I dati finali sulla crescita svizzera del terzo trimestre pubblicati venerdì si sono rivelati altrettanto negativi della prima stima di crescita corretta per gli eventi sportivi, attestandosi al -0,5% su base trimestrale. Questo dato è stato leggermente inferiore alle aspettative, con il consenso di Bloomberg che prevedeva un calo dello 0,4%. Si tratta della prima crescita negativa dalla prima metà del 2023, osserva Michael Pfister, analista valutario di Commerzbank.
Prima crescita negativa per la Svizzera dall’inizio del 2023
“Il terzo trimestre è stato significativamente influenzato dalle tariffe statunitensi, che sono salite al 39% all’inizio di agosto, mentre alla maggior parte dei principali partner commerciali sono state concesse tariffe più basse. Le esportazioni nette hanno portato essenzialmente a un calo della crescita, ma nel primo trimestre hanno avuto l’effetto opposto a causa degli effetti pull-forward in diversi mesi.”
“Una questione ancora più problematica per l’economia svizzera è la sua dipendenza dall’industria farmaceutica. Fino al 2014 circa, il valore aggiunto lordo nel settore farmaceutico cresceva parallelamente a quello degli altri settori. Da allora, tuttavia, questo rapporto si è notevolmente disaccoppiato. In altre parole: gran parte della crescita relativamente forte della Svizzera negli ultimi anni è da attribuire all’industria farmaceutica, mentre altri settori hanno contribuito meno.”
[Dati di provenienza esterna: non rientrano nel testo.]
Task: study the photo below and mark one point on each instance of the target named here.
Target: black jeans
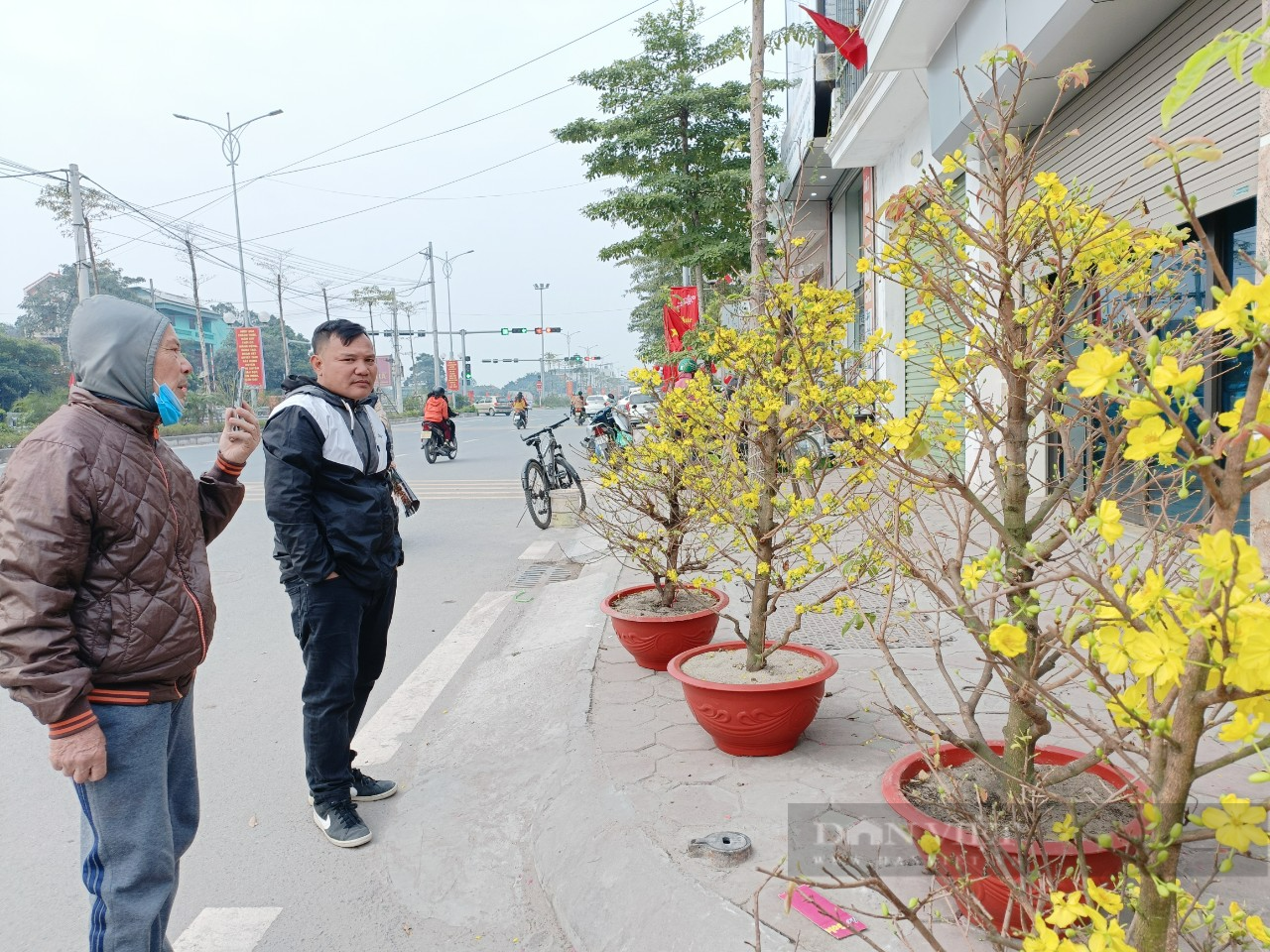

“A lungo termine, questa dipendenza potrebbe diventare problematica, soprattutto perché il governo americano sta tentando di spostare la produzione per il mercato statunitense da altri paesi negli Stati Uniti e diverse grandi aziende farmaceutiche svizzere hanno annunciato investimenti significativi negli Stati Uniti che non verrebbero effettuati in Svizzera. Tuttavia, tali spostamenti di produzione probabilmente richiederanno diversi anni per avere un effetto. Nel breve termine, il calo del terzo trimestre dovuto alle tariffe statunitensi e la prevista ripresa della crescita dovrebbero quindi svolgere un ruolo più importante. Non sorprende quindi che il franco svizzero (CHF) sia leggermente aumentato contro l’euro venerdì.